Toujours en plein deuil de son épouse, Tony continue d’aller de l’avant, bien décidé à savourer la vie, plutôt que de la vanner. Évènement sur Netflix qu’on ne pouvait louper, voici la troisième et dernière saison de After Life tout juste diffusée. Une nouvelle pépite dont seul un génie comme Ricky Gervais pouvait accoucher. Une fin simple, une belle fin, une fin parfaite.

Comédie anglaise la plus prisée du service de streaming dans le monde, After Life se devait de conclure avec panache. Ricky Gervais revient donc en grande pompe, en enfilant comme d’habitude les casquettes de scénariste, de réalisateur et de tête d’affiche, histoire d’avoir les pleins pouvoirs et de dormir tranquille, son bébé choyé avec attention et douceur. Évidemment, c’est une réussite.
Forever life
Pourtant la tâche n’était pas aisée. Achever simplement une histoire initiée deux saisons plus tôt, pour un total de 18 épisodes de 30 minutes s’annonçait compliqué. Une petite parenthèse de douceur et d’humour noir dans ce monde de brute. Or le papa de The Office, le vrai, l’original, ne s’enorgueillit pas de nous offrir quelque chose de capillotracté. Non, After Life décide de s’éteindre comme elle s’était allumée, dans une grimace, dans un rire, dans des larmes, dans un au revoir émotionnel et lourd de sens.

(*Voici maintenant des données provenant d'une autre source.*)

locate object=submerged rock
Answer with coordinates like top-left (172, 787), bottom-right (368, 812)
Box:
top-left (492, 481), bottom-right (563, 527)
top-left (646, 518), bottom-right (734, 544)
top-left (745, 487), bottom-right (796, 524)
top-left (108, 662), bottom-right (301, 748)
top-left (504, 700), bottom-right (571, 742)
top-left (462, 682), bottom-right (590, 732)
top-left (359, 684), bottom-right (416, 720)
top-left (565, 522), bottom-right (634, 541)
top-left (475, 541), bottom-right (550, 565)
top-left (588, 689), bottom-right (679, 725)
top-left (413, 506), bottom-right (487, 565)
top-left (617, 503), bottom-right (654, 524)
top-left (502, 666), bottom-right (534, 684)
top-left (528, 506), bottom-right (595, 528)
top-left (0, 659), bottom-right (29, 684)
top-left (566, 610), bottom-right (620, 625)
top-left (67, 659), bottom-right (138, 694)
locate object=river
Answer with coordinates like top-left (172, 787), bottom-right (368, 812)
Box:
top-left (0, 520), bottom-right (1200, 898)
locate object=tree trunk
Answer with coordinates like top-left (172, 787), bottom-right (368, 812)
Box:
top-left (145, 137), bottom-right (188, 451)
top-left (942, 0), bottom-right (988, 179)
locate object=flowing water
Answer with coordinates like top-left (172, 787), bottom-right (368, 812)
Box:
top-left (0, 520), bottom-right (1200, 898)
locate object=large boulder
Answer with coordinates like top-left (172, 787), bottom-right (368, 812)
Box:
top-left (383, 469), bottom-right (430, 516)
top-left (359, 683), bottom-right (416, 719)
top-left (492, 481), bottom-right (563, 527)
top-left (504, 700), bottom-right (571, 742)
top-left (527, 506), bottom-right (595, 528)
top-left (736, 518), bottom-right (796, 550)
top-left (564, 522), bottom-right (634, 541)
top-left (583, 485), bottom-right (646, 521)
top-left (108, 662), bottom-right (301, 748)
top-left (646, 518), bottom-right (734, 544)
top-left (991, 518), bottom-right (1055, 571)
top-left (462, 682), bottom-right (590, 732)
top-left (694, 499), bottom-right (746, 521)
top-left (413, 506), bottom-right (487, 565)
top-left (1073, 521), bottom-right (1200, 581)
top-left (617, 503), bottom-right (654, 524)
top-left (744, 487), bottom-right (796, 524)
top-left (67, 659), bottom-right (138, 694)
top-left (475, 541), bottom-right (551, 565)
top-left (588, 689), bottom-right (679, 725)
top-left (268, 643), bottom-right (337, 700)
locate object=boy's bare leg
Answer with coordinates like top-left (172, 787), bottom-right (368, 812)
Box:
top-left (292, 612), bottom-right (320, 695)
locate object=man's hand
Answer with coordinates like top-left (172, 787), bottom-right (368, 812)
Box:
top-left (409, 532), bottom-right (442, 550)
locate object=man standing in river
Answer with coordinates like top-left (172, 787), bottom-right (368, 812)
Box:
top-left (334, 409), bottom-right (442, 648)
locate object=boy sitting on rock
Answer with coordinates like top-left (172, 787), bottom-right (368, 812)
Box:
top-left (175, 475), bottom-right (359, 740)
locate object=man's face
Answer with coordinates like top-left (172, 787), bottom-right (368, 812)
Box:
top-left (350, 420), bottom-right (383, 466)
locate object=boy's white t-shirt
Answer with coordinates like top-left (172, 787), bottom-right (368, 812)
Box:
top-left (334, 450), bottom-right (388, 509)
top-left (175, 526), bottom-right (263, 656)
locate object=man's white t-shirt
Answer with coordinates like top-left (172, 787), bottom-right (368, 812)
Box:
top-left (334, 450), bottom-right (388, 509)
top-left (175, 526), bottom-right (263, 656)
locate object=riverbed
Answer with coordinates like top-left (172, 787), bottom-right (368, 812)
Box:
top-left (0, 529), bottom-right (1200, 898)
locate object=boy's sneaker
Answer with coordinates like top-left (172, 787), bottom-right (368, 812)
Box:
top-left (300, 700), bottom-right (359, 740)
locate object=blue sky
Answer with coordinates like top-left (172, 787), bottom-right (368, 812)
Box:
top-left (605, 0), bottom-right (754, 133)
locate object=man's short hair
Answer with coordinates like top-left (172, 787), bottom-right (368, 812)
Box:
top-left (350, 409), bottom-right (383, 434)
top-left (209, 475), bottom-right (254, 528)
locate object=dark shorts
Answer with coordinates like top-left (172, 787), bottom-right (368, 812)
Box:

On craignait voir des violons sortis prématurément, de belles et convenues paroles moralisatrices s’harmoniser mais il n’en est rien. Lentement, affectueusement, Ricky Gervais prend le soin de clore soigneusement chacun des arcs narratifs de chacun de ses personnages. En leur laissant plus de place, pour terminer leur histoire respective, tous les interprètes s’en donnent à coeur joie, comme Tony Way, le compère de toujours, la névrotique Diane Morgan ou l’excellent David Earl. Ce beau monde fini de colorer la série d’interventions hilarantes ou qui feront verser une larme au plus insensible d’entre vous. D’ailleurs, en faisant le deuil de son père, le protagoniste joué par Gervais parvient enfin à faire le deuil de son épouse. Ainsi après avoir éprouvé la colère, exprimée dans une première saison magistrale, puis la tristesse dans une seconde saison un peu larmoyante, il se résigne maintenant à accepter cette inéluctabilité.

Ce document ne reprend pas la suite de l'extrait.